In 2015, the Japanese Space Agency’s Akatsuki spacecraft observed a 6,200-mile long wave in the Venusian atmosphere above the Aphrodite highland region that rises to an altitude of about three miles. This discovery was remarkable in itself, but even more odd was that this atmospheric wave wasn’t moving. Venus’ atmosphere circles the planet every four days propelled by winds moving at well over 200 miles per hour, but for whatever reason this feature wasn’t getting dragged along for the ride.

The 6,200 mile long wave can be seen as a white streak in this infrared photo taken by Akatsuki in 2015. Image: JAXA

This atmospheric wave was interpreted as a gravity wave, which are also found in Earth’s atmosphere. As explained by NASA, gravity waves occur when “buoyancy pushes air up and gravity pulls it back down,” resulting in observable disturbances in the atmosphere. Yet as planetary scientist Thomas Navarro and his colleagues write in their new paper, “how such gravity waves might be generated on Venus is not well understood.”

Based on current scientific knowledge the observed gravity wave shouldn’t have been possible. The atmosphere on Venus has a “neutral,” mostly unchanging low layer that shouldn’t have allowed a gravity wave to propagate to the upper portion of the Venusian atmosphere. Furthermore, this gravity wave only appeared during the daytime on Venus, generally in the afternoon.

The standard physical model for simulating the atmosphere of Venus (known as the Institut Pierre-Simon Laplace general circulation model, or IPSL GCM for short) takes into account all the known physical properties of Venus, but had never produced a gravity wave like the one observed by Akatsuki. According to the researchers, the only time a planet-wide gravity wave has been produced was by using a “rather crude model of the atmosphere” following Akatsuki’s discovery of the huge gravity wave in 2015.

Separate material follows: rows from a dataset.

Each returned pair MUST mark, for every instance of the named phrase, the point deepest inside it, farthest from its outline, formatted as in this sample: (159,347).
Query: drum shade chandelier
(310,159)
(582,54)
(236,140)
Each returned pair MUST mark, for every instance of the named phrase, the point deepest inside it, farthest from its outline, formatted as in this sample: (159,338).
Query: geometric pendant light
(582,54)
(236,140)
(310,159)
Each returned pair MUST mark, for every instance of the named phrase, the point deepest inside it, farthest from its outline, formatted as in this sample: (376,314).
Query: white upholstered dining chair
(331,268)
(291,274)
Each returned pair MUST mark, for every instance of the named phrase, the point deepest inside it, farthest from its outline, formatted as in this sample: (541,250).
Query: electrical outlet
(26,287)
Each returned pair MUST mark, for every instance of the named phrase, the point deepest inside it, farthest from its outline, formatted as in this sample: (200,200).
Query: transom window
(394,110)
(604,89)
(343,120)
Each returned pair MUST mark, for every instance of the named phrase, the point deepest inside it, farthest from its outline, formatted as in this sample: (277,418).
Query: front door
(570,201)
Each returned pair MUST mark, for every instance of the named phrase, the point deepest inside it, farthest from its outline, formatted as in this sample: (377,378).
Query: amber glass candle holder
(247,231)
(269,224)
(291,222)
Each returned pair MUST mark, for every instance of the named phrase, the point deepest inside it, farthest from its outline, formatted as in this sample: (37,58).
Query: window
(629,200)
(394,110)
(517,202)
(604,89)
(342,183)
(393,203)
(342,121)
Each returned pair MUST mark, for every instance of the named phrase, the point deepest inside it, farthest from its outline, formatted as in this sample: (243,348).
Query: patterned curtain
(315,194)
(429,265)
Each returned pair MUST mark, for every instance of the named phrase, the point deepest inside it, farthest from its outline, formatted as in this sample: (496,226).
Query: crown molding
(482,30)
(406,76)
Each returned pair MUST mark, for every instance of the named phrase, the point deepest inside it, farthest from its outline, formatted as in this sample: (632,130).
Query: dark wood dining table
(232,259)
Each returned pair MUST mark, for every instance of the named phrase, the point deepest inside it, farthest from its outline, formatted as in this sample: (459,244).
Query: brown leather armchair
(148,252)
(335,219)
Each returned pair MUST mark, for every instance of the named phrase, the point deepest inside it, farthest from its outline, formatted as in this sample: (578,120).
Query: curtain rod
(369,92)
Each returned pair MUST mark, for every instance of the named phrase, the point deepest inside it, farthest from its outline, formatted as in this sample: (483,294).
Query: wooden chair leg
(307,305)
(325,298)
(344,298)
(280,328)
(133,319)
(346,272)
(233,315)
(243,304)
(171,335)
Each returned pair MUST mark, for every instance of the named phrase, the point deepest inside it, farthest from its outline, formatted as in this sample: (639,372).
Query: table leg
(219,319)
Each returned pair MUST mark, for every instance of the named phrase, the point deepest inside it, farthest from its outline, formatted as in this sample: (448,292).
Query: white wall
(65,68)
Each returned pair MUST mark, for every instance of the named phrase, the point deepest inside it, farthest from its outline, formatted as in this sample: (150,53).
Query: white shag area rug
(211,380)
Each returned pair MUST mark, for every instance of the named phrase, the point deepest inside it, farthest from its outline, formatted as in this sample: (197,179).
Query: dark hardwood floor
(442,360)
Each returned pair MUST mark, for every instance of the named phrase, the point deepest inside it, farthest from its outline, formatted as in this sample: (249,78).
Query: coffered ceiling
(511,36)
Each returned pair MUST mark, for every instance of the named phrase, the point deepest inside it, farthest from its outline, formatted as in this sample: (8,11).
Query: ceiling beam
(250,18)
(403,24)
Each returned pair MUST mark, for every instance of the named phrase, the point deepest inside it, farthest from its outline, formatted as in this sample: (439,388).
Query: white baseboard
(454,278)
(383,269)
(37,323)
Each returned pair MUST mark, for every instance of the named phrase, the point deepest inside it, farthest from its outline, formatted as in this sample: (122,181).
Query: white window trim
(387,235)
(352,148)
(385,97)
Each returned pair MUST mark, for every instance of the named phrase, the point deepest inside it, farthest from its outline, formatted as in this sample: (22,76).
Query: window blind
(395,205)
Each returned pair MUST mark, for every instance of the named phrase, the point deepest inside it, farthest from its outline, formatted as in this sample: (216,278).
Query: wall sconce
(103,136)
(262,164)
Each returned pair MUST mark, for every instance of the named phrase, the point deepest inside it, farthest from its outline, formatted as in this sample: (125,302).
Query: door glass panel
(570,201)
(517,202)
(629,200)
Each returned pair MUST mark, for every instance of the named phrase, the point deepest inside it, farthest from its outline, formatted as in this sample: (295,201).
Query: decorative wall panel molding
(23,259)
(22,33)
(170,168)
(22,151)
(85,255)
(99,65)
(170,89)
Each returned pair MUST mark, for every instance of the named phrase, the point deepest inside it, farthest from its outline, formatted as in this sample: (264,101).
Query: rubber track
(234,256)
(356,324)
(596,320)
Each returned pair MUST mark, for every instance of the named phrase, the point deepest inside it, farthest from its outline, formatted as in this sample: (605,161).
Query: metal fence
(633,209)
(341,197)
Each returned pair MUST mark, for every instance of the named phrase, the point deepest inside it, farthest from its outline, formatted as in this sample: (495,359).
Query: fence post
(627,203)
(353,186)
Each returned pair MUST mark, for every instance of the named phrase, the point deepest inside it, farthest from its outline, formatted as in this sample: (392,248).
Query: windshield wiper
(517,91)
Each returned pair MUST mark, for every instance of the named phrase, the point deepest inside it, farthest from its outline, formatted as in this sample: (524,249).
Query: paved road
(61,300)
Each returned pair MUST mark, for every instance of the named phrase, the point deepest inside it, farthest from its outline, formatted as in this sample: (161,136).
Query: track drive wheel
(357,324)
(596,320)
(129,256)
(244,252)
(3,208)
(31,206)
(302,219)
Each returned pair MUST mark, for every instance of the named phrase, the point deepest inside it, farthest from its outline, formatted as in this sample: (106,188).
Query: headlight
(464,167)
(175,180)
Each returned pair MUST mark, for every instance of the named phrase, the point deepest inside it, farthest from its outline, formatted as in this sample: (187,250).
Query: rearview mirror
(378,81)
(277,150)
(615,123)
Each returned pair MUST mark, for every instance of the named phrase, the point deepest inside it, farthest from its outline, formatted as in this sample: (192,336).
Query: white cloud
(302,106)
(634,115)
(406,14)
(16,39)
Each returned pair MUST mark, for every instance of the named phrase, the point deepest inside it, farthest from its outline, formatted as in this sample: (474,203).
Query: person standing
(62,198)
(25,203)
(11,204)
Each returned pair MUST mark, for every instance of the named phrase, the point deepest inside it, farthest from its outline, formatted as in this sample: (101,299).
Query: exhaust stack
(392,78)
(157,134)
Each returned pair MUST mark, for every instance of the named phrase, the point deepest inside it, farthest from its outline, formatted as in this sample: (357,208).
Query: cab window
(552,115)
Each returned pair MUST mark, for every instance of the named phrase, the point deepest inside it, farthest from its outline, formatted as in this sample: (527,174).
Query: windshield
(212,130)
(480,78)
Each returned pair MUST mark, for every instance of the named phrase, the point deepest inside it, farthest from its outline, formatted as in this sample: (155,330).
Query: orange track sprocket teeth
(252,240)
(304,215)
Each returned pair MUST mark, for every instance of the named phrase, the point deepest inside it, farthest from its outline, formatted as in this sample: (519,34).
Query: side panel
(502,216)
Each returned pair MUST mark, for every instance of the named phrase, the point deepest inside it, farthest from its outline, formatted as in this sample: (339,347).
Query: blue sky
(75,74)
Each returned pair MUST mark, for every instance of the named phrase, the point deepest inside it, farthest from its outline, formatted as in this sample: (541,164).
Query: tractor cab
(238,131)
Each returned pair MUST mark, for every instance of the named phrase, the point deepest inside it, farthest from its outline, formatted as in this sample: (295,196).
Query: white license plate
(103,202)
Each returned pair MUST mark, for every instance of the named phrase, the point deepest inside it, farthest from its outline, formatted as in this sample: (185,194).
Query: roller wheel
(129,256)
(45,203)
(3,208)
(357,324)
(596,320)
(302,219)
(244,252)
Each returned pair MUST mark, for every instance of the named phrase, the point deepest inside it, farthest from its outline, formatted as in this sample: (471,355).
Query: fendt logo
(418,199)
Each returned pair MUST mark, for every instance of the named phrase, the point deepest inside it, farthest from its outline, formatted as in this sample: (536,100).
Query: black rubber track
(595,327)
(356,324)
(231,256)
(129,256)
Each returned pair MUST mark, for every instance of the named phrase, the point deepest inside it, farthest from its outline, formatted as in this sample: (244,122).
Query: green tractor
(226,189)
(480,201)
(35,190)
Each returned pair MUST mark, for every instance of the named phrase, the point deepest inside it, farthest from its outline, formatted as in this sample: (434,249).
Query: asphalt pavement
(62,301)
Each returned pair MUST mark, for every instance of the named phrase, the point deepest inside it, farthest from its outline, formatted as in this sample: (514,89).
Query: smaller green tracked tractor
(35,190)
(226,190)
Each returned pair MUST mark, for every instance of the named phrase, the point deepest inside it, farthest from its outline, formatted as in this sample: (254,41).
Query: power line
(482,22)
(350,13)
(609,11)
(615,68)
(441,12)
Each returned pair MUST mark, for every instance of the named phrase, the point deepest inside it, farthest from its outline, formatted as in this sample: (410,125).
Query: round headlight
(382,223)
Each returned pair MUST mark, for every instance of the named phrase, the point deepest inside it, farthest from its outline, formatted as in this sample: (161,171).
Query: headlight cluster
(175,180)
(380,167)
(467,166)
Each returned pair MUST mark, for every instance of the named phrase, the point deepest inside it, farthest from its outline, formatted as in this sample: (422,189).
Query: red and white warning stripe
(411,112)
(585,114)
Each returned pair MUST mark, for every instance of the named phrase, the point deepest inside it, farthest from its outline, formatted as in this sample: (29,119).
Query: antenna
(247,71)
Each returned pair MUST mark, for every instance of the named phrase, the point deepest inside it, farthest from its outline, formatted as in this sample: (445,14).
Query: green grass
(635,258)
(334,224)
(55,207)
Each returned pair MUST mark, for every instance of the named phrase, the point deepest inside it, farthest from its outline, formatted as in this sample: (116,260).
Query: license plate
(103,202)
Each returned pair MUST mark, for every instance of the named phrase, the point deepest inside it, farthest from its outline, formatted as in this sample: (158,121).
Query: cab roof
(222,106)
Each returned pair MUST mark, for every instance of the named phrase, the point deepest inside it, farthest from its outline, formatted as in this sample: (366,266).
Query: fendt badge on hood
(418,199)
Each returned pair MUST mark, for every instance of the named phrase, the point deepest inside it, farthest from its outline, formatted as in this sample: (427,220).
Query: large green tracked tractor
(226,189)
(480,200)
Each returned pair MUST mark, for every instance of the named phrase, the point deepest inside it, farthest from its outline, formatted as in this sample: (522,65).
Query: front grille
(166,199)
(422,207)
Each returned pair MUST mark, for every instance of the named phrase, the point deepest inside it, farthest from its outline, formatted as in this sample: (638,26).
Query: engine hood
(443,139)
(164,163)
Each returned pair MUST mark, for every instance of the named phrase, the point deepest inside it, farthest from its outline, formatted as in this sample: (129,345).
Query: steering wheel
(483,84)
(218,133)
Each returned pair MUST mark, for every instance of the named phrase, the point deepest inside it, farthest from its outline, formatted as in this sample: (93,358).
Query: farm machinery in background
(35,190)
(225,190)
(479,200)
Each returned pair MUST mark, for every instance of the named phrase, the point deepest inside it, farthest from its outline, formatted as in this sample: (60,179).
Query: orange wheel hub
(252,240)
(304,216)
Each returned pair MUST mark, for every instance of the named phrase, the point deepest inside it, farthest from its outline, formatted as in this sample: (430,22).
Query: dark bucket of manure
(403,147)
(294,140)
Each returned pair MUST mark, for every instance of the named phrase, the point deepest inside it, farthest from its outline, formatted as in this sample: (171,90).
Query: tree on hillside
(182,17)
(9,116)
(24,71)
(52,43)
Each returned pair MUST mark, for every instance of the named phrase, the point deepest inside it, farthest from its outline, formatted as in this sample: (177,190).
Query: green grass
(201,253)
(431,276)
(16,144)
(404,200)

To tackle the mystery of the Venusian gravity wave, Navarro and his colleagues wanted to clean up this crude model by adding more realistic atmospheric physics and the topography of Venus’ surface. When these elements were added to the simulation, the researchers found that the gravity wave could be accounted for by air getting pushed up over mountains. Incredibly, the results also suggested that these gravity waves “substantially contribute to the atmospheric torque that acts on the planet’s surface.”

Read More: Researchers Think There Could Be Alien Life in the Clouds of Venus

The researchers estimate that the gravity waves in Venus’ atmosphere likely cause the planet’s rotation to speed up by two minutes every 243 Earth days. This increased speed is offset, however, by the atmospheric rotation at the upper levels in the atmosphere and the effects of the Sun on Venus’ air pressure. The interplay of these factors could explain why Venus’ rotation speed is so variable.

Navarro’s research adds to the mounting argument for more missions to Venus. To better understand our neighbor’s peculiar rotation, he argued that we need long term observations of the gravity wave as well as measurements of Venus’ interior

“We don’t know anything about the interior of Venus,” Navarro told Cosmos Magazine. “This is frustrating because Venus is the closest planet to Earth in terms of size, and yet we don’t know what the interior looks like.”

Sounds to me like it’s time to start thinking seriously about building some cloud cities on Venus.